Attendance is required. Students are responsible for any material covered in class. Lots of the materials covered in class will not be in the textbook. Announcements about homework, projects, programming assignments, etc. may be made in class or online or by emails. Students are encouraged to check the course Canvas and Asana systems regularly.

Collaboration Policy:

Discussion of techniques and ideas covered in class is encouraged. However, every line of all assignments must be your own (or your team’s). In programming assignments, discussion of techniques in a natural language (such as English) is allowed, but a discussion in a computer or algorithmic language is not allowed. (Computer language discussions and questions are to be limited to the language and should not concern the assignment.) Stealing, giving or receiving any code, drawings, diagrams, texts or designs (from others or Internet) is not allowed. Project reports should be written in your own words; apparent copy (ONE sentence or more) is assumed as plagiarism, if not quoted. Students who do not comply with the above described collaboration policy will receive a grade of F in the course. Furthermore, the case will be reported to the University Officials.

Honesty Policy

All students admitted to the University of Florida have signed a statement of academic honesty committing themselves to be honest in all academic work and understanding that failure to comply with this commitment will result in disciplinary action. This statement is a reminder to uphold your obligation as a UF student and to be honest in all work submitted and exams taken in this course and all others.

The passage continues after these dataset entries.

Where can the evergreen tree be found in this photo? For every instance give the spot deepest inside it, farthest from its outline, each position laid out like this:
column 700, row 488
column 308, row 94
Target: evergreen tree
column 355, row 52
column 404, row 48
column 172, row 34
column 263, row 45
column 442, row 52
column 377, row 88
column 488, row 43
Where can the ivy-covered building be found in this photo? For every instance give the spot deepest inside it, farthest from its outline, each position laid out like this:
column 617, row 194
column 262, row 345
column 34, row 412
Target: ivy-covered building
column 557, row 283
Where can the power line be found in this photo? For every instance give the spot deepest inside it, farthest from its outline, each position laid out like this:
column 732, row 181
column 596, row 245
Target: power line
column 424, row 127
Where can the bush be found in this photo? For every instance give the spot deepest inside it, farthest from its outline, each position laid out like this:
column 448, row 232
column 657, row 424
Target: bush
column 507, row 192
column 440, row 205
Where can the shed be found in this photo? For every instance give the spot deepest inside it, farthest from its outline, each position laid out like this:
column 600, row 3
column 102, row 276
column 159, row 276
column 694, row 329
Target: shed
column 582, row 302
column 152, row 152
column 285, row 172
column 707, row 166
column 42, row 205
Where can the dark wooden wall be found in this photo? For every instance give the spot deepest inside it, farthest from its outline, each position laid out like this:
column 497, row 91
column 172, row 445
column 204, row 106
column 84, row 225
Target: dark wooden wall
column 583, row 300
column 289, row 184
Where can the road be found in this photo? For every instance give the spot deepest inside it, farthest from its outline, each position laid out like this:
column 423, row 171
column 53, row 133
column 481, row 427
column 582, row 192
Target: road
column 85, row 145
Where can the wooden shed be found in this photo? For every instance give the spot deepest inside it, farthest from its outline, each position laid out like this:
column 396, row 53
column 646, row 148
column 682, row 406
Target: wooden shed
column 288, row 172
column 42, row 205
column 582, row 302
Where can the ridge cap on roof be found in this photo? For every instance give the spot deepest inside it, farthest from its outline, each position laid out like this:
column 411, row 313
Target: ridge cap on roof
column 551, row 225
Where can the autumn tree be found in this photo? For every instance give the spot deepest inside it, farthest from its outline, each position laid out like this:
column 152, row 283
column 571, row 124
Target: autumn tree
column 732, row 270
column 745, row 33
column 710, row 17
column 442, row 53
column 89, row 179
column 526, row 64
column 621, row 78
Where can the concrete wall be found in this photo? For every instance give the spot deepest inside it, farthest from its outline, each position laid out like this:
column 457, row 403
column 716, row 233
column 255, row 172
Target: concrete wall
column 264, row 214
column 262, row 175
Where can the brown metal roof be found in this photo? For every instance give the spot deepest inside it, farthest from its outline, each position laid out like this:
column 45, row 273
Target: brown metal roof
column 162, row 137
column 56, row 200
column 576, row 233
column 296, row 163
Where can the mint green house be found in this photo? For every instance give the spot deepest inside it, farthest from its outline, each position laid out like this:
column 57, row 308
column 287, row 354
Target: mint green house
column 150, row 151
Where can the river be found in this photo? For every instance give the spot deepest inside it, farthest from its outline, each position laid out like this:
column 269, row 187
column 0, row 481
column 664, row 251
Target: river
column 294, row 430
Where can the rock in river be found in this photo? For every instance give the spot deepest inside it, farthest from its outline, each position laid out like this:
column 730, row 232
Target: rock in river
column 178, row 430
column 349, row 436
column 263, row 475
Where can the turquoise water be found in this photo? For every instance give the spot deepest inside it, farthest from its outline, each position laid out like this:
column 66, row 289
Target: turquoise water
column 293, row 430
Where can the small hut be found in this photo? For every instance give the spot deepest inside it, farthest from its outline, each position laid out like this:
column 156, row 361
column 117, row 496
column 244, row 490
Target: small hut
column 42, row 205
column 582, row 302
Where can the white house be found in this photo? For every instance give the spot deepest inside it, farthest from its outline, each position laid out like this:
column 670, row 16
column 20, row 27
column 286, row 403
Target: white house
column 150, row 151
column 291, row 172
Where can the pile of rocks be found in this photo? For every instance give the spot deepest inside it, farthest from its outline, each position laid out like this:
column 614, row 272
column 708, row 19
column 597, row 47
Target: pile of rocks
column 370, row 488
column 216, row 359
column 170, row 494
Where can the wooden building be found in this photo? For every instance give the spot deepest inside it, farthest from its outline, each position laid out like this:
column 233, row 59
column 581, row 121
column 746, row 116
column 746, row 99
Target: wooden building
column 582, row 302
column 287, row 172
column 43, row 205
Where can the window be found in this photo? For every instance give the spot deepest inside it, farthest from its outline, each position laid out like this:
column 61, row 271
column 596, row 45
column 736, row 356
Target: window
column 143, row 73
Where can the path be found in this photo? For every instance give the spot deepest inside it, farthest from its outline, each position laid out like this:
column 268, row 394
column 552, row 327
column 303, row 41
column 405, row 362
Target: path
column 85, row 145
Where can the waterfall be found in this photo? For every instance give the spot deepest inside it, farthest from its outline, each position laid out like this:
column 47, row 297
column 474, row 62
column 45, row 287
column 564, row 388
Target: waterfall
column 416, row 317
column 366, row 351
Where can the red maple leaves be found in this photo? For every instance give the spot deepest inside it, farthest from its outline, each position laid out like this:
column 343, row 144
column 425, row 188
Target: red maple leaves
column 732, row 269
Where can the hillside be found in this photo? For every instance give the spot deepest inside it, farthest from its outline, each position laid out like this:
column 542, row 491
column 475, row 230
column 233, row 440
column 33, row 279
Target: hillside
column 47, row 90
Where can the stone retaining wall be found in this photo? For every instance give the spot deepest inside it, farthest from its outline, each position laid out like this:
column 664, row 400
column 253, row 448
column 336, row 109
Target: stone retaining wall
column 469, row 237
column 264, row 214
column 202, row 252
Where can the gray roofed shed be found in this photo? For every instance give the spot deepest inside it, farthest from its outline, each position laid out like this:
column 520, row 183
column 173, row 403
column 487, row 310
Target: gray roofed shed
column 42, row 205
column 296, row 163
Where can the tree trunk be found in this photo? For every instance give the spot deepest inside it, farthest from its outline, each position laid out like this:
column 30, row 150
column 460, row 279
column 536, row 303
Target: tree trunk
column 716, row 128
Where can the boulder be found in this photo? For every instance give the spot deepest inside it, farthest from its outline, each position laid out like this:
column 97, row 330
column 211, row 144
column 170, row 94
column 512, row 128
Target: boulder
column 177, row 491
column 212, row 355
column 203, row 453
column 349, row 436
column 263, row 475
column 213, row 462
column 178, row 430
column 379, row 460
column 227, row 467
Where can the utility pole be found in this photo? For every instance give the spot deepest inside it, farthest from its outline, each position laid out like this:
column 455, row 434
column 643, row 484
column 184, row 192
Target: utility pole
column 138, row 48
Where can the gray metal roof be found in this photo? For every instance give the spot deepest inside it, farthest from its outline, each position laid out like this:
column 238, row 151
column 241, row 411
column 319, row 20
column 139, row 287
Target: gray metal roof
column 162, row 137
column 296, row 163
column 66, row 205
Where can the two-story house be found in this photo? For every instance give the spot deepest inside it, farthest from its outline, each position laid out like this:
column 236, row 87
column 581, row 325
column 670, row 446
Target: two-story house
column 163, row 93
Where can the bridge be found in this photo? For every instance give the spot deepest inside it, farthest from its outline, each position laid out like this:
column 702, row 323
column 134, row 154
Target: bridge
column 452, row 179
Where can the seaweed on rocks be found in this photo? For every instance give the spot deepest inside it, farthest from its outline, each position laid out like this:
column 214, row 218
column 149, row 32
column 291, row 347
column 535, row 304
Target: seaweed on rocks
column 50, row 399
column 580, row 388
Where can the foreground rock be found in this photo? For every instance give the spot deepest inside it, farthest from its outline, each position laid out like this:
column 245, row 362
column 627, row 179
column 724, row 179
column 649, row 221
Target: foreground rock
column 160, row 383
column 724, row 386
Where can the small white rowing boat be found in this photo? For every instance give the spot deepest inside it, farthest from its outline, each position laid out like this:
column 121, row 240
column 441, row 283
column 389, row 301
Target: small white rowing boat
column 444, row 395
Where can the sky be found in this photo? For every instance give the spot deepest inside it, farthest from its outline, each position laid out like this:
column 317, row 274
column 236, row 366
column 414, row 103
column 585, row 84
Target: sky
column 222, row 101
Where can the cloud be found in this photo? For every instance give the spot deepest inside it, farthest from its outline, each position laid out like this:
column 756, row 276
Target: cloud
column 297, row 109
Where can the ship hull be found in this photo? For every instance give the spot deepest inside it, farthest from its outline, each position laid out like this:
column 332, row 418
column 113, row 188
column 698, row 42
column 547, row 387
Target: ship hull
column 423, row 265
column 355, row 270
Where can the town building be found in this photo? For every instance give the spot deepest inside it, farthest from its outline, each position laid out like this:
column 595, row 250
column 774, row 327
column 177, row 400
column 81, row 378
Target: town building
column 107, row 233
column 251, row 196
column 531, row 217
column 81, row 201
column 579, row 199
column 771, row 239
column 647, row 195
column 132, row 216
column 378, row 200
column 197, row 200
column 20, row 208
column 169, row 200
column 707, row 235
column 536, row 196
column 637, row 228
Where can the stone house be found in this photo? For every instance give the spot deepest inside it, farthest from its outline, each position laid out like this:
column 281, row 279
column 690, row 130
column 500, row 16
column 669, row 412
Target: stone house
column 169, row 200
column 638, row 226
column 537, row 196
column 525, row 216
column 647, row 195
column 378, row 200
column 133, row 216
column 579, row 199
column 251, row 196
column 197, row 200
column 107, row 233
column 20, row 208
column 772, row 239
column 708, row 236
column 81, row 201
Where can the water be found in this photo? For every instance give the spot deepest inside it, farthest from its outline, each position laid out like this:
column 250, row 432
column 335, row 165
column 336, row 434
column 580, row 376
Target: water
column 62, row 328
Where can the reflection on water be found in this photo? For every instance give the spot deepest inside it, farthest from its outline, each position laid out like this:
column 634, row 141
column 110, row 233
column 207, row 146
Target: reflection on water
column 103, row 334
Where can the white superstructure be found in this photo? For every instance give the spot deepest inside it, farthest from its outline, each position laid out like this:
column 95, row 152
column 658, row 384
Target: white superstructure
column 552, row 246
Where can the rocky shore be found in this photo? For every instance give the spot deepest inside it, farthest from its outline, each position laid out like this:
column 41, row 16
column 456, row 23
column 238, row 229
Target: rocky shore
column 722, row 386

Accommodation for Students with Disabilities

Students Requesting classroom accommodation must first register with the Dean of Students Office.  That office will provide the student with documentation that he/she must provide to the course instructor when requesting accommodation.

UF Counseling Services

Resources are available on-campus for students having personal problems or lacking clear career and academic goals.  The resources include:

* University Counseling Center, 301 Peabody Hall, 392-1575, Personal and Career Counseling.
* SHCC mental Health, Student Health Care Center, 392-1171, Personal and Counseling.
* Center for Sexual Assault/Abuse Recovery and Education (CARE), Student Health Care Center, 392-1161, sexual assault counseling.
* Career Resource Center, Reitz Union, 392-1601, career development assistance and counseling.

Software Use

All faculty, staff and student of the University are required and expected to obey the laws and legal agreements governing software use.  Failure to do so can lead to monetary damages and/or criminal penalties for the individual violator.  Because such violations are also against University policies and rules, disciplinary action will be taken as appropriate.  We, the members of the University of Florida community, pledge to uphold ourselves and our peers to the highest standards of honesty and integrity.